Tarih ya da yabancı dil öğrenmek isteyen birinin mazeretleri yersizdir. Kelimeleri aklımda tutamıyorum, tarihler ve isimler aklımda kalmıyor gibi mazeretler aslında bizim gerçekten istemediğimizi gösterir. Gerçekten istemenin yolu ise onun gerçek hayatta karşılığının ne olduğunu, ne işimize yarayacağını bilmekten geçer. Örneğin Endonezyalı birine aşık genç için Bahasa dilini öğrenmesi 5-10 gününü alır.
Edebiyat öğrenmek, dilini terbiye etmeli, oradan aldığı şiirleri ve cümleleri hayatında kullanmayı öğrenmeli insan. Yoksa bir dakikada on kere kanka diye hitap eden bir genç, dilinin yetersizliği dışında bir şey kanıtlamıyor. Dil yetersiz olunca maalesef zihin de ona bağlı olarak gelişmiyor.
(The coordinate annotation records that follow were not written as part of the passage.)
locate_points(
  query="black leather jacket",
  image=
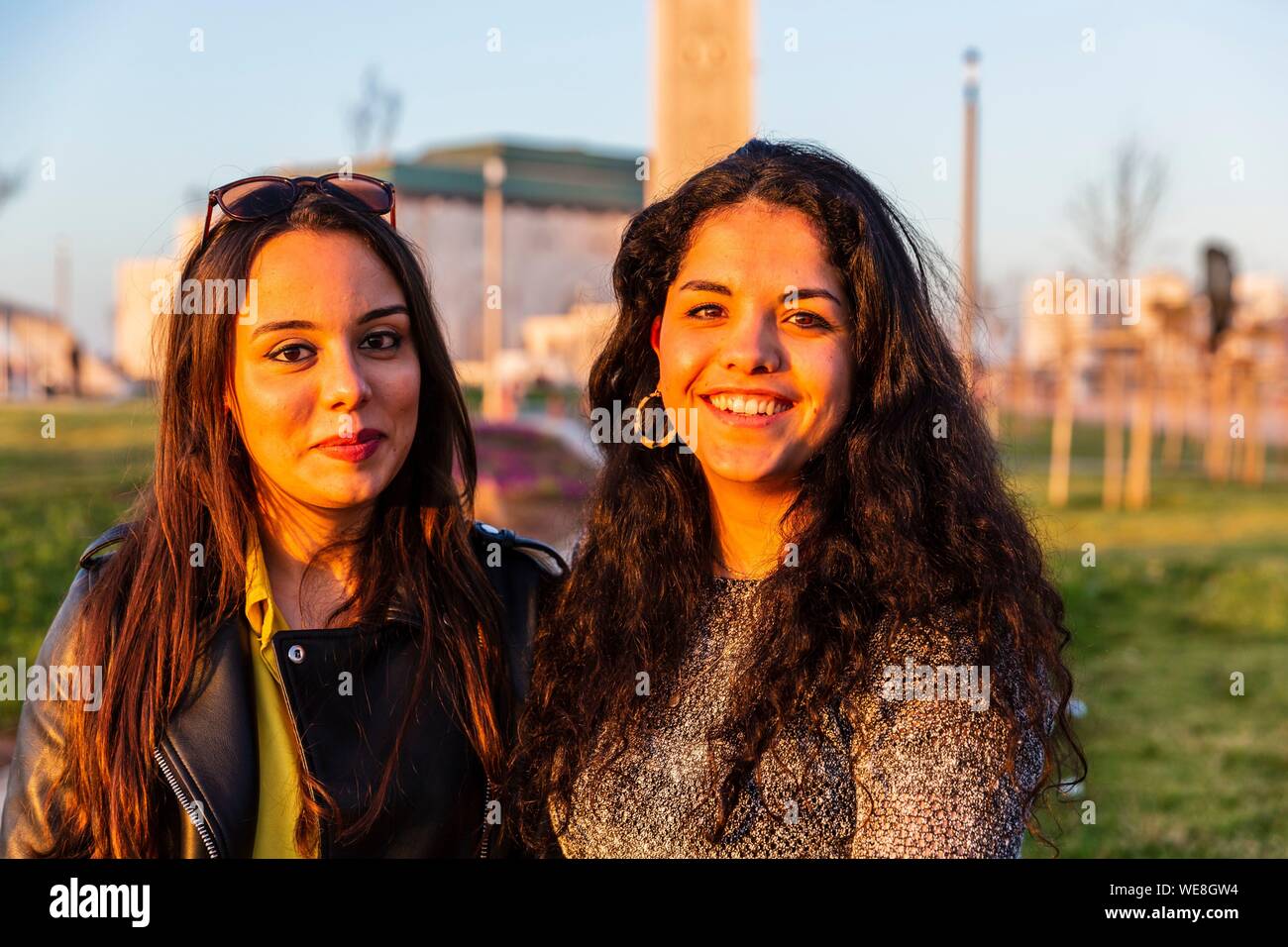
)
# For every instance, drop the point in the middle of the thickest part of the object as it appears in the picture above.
(207, 754)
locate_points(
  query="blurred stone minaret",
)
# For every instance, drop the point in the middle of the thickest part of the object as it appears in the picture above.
(702, 86)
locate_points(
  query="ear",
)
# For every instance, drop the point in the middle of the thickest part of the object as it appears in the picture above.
(656, 333)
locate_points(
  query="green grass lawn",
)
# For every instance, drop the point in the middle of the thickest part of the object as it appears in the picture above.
(1181, 595)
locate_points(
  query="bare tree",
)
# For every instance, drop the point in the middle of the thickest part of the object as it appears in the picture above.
(1113, 221)
(377, 110)
(11, 183)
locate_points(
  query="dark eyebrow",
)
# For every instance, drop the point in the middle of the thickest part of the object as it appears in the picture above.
(707, 286)
(304, 324)
(814, 292)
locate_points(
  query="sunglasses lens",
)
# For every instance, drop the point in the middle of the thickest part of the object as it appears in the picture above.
(257, 198)
(369, 193)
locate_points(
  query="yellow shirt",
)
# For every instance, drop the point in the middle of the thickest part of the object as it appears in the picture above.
(278, 757)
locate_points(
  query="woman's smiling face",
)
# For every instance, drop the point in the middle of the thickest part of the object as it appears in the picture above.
(326, 380)
(755, 339)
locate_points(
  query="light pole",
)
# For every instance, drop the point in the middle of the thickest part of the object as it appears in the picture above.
(493, 206)
(970, 94)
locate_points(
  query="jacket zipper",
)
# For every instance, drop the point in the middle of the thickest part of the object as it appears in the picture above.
(198, 823)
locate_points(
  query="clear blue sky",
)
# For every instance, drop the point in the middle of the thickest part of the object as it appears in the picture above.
(141, 128)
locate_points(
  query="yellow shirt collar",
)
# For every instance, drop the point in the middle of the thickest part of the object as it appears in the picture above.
(261, 612)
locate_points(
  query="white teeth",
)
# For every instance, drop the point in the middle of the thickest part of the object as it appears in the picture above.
(741, 405)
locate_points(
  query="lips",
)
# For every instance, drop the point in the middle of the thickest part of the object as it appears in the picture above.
(355, 449)
(747, 402)
(361, 437)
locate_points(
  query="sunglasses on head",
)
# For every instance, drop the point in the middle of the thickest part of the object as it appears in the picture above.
(254, 198)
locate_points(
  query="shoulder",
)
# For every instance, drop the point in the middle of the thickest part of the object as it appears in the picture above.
(62, 641)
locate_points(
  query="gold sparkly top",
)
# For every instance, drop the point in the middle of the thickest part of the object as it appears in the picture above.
(918, 777)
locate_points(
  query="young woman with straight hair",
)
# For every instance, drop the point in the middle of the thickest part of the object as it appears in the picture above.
(308, 646)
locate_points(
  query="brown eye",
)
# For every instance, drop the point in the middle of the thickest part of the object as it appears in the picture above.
(391, 339)
(812, 320)
(291, 360)
(706, 311)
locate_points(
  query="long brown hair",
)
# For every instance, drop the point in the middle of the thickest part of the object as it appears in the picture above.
(892, 525)
(149, 616)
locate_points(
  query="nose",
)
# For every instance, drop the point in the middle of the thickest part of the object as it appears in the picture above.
(751, 343)
(344, 384)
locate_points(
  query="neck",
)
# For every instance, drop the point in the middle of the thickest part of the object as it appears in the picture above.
(746, 521)
(291, 534)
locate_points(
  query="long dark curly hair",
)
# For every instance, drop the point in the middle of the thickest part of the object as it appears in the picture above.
(890, 522)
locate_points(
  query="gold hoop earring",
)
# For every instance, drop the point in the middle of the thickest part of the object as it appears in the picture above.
(639, 427)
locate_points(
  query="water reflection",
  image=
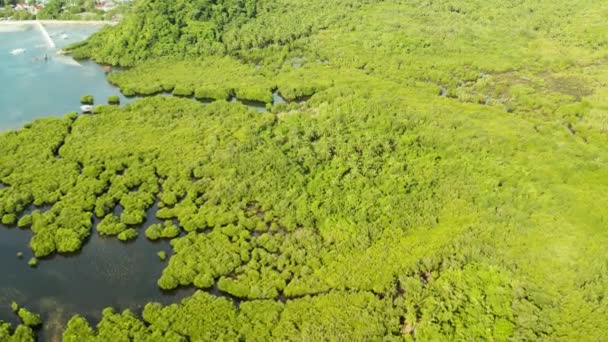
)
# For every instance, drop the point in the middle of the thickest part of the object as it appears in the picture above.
(106, 272)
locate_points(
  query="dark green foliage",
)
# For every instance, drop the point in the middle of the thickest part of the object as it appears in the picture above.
(433, 168)
(23, 332)
(114, 100)
(110, 225)
(87, 99)
(29, 318)
(156, 28)
(166, 231)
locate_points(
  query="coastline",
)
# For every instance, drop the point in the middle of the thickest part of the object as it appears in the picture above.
(56, 22)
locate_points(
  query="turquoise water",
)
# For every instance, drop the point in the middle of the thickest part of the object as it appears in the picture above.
(33, 87)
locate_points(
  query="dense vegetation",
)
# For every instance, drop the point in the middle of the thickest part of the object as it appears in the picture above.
(63, 10)
(23, 332)
(436, 174)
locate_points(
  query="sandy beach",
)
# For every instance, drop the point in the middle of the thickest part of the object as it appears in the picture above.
(8, 23)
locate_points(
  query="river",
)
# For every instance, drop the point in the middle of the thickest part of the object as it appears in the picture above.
(106, 272)
(33, 87)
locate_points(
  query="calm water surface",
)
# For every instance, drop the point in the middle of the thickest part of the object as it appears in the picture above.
(106, 272)
(33, 87)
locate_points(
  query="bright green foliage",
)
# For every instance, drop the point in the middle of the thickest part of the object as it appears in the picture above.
(29, 318)
(22, 333)
(113, 100)
(166, 28)
(110, 225)
(166, 231)
(127, 235)
(87, 99)
(342, 316)
(446, 164)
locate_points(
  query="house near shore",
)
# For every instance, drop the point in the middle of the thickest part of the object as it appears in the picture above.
(33, 9)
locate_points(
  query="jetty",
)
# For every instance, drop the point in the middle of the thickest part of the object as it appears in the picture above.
(45, 34)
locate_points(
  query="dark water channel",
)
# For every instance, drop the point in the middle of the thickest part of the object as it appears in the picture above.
(106, 272)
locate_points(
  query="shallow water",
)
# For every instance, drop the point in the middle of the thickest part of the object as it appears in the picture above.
(106, 272)
(33, 87)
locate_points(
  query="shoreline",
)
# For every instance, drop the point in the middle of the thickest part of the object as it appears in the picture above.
(56, 22)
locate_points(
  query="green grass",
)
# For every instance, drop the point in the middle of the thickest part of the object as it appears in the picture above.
(376, 209)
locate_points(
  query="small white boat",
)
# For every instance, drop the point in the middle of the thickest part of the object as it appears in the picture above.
(86, 108)
(16, 52)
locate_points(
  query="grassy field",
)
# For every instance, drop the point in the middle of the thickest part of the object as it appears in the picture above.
(438, 172)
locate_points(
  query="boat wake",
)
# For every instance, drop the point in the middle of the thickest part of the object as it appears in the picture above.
(16, 52)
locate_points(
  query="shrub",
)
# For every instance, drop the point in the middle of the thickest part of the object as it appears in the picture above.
(87, 99)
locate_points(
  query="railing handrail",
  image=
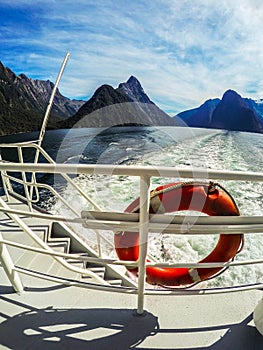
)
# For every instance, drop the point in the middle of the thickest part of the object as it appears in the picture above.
(144, 222)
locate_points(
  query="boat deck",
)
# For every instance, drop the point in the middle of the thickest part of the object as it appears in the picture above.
(47, 315)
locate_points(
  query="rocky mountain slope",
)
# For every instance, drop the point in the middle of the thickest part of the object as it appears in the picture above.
(23, 102)
(126, 105)
(232, 112)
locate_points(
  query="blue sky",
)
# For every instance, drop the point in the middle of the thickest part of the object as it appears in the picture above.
(182, 51)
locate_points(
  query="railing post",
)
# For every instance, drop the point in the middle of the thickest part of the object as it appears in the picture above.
(144, 223)
(8, 266)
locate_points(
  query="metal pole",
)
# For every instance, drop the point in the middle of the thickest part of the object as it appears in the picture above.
(144, 223)
(50, 103)
(8, 266)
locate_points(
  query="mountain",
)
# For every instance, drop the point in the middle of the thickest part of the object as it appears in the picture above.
(126, 105)
(23, 102)
(232, 112)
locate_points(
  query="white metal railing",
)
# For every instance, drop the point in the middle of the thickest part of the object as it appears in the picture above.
(144, 222)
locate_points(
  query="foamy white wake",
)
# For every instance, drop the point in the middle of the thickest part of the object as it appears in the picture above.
(232, 151)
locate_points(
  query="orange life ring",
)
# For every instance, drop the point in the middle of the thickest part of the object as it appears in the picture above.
(210, 199)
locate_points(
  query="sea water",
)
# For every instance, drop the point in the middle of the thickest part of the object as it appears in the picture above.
(166, 146)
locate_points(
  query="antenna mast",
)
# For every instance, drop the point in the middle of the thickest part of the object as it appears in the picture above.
(50, 103)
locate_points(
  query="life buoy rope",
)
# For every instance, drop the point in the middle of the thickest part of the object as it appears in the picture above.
(209, 198)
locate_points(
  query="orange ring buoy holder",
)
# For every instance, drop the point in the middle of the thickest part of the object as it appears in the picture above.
(209, 198)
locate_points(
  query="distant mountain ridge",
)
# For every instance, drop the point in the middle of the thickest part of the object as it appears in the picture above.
(232, 112)
(23, 102)
(126, 105)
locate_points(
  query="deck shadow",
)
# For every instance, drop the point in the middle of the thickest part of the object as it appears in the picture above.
(91, 329)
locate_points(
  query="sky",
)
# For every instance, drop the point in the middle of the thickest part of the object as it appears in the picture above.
(182, 51)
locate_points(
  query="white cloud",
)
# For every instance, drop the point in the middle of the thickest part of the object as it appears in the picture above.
(183, 52)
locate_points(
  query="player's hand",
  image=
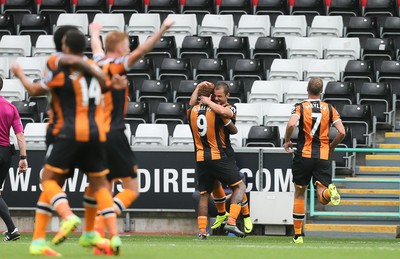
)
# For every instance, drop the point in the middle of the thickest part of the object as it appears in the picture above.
(22, 166)
(95, 27)
(17, 70)
(119, 82)
(288, 147)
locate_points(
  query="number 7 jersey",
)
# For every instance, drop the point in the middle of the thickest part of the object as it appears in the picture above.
(76, 102)
(315, 119)
(208, 137)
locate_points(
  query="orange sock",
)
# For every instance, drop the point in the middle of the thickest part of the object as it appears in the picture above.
(105, 205)
(99, 225)
(298, 216)
(90, 205)
(57, 198)
(234, 212)
(123, 200)
(219, 199)
(202, 223)
(42, 217)
(245, 206)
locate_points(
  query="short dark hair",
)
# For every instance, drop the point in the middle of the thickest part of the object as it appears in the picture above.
(59, 34)
(315, 86)
(222, 85)
(75, 40)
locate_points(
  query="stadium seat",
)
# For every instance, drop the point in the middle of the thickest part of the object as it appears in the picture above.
(379, 50)
(249, 113)
(153, 92)
(344, 8)
(136, 113)
(27, 111)
(44, 46)
(143, 25)
(273, 8)
(164, 48)
(126, 7)
(185, 25)
(326, 69)
(263, 136)
(343, 48)
(358, 72)
(362, 28)
(216, 26)
(90, 7)
(151, 134)
(390, 73)
(236, 91)
(34, 25)
(197, 7)
(185, 90)
(359, 119)
(80, 20)
(290, 26)
(182, 136)
(309, 8)
(4, 68)
(35, 135)
(248, 71)
(266, 91)
(379, 96)
(33, 66)
(162, 7)
(170, 114)
(252, 27)
(235, 7)
(326, 26)
(7, 26)
(295, 91)
(269, 48)
(305, 47)
(175, 70)
(232, 48)
(110, 22)
(339, 94)
(390, 30)
(286, 69)
(142, 69)
(196, 48)
(212, 70)
(277, 114)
Ahmet Haşim’i, Mehmet Akif’i ve Yahya Kemal’i okumayan kişinin dilini geliştirmesi mümkün mü?
Hayatta kalabilmek için ne kadar çok şey öğrenmemiz gerekiyor? Aslında o kadar da çok şey öğrenip ayaklı kütüphane olmaya gerek yok. Bilginin artık çığ gibi büyüdüğü dönemlerden geçiyoruz. Bu hıza kişinin ulaşması ne kadar mümkün? Hangi alanda kendimizi geliştireceğiz de olan biteni kavrama imkânımız doğacak ve hayatı daha anlamlı yaşama imkânı bulacağız? İnsanlarla iletişimimizde ve davranışlarımızda ölçülü davranmayı öğrendiğimizde hayata tutunmak ve başarılı olmak için önemli bir adımı atmış oluruz.
Peki okuyarak mı öğreneceğiz yoksa yaşayarak mı? Kuantum fiziği öğreneceksek diz kırıp oturup çalışmak ve teorik olarak düşünmek öğrenmenin tek yolu. Ama kalıcı değer edinmek isteyen için yaşayarak öğrenmek daha iyidir. Tecrübeye dayalı olarak öğrenme belki pahalı ama en kalıcı öğrenmeyi sağlar.
İster ana-baba olun bir çocuk karşısında, ister bir öğretmen olun genç karşısında, isterse bir medya patronu olun toplum karşısında; çocuğa, öğrenciye, gence ve topluma ileride ne olmak istediğini iyice gösterir ve gelecekteki tasavvuruna aşık ederseniz, sürekli gelişim ve öğrenmenin önüne geçemezsiniz. Kişinin hayal ettiği şahsa, toplumun olmak istediği hüviyete bürünmesi sadece aşka bağlıdır. Aşık maşukun peşine düşer, hep gelecekte kavuşacağı maşuku için bir çaba içinde olur ve önüne gelen her bilgiyi adeta yutmaya çalışır.
Bizim toplum olarak her konuda fikri olan, her şeyi bilen öğretmenden çok, örnek ve lider karakterlere ihtiyacımız var. Bilmediğini söylemekten çekinmeyen, hata yapan ama hatasından ders çıkarabilen, şaşırabilen, hayret edebilen, hayal ettirebilen, yaptığı ile ilham verebilen, ağlayabilen örnek şahsiyetlere ihtiyacımız var. Konya Yeni Sinemadan çıkan çok Cüneyt Arkın’lar hatırlarım. Sahtekarlara özenenlerin ise kime benzediğini hepiniz bilirsiniz. Âşık olun ama neye âşık olduğunuza dikkat edin. Çünkü maşuk, aşığı gittiği yere götürür.